The fogging thing drives me nuts and it is summer here in the UK; it's bad now but winter is going to be a nightmare. I work some of the time in a hospital and masks are mandatory on my commute as well as at work so I've tried various things including shaving cream, washing up liquid, dive shop stuff and saliva. None of them work very well and contacts are my next consideration. That said, the hand sanitizer at the hospital isn't too bad a solution. Your use of the the diopter adjustment sounds helpful though for the days when I'm photographing.

Amilcar said...

Kirk, for fogging glasses try dry soap. Drag it once across each lens surface and spread it across the lens with a soft cotton cloth (I think microfiber will remove all of it, so don't) and little pressure just until the lens looks clean again. Each application lasts a day.
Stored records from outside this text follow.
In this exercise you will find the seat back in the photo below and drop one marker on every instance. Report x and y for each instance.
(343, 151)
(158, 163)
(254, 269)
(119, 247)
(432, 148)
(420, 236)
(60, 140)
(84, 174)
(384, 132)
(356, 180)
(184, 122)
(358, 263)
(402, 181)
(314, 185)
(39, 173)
As for masks, I'm reminded of a commentary in an American motorcycle magazine in the 1970's I'll have to cite from memory: "Individual rights aside, a person that refuses to use a crash helmet just hasn't a head worth saving". Given that cranial trauma ties up a lot of medical resources that could be used by other people that didn't get in a mess by their own decision, I think this is a valid analogy to the present Covid problem.

Amilcar

Peter Dove said...

I’m surprised nobody else has mentioned it, but what bugs me the most about mask-fogged glasses is thinking what else might be spewing past the edge of the mask. I’m pretty sure I had COVID (mild), my brother certainly had it (bad), and his GF had it (dead), so thanks anonymous for the foam tip. Kinda embarrassed I didn’t think of it, as there’s plenty lying around. I’ll give it a try. I don’t want to pass CV along when I inhale some tainted droplets somewhere. Bound to happen, whether I get sick or not.

Gesundheit,
Peter

Margaret Wong said...

My neighbour is a surgeon and they use an easily removable surgical tape to stick down the top of the mask and stop the fogging! I go some of the tape from the pharmacist and carry it in my camera bag all the time. It works :)

Kirk, Photographer/Writer said...

Thanks Margaret, I'll give that a try! Sounds like it would work well.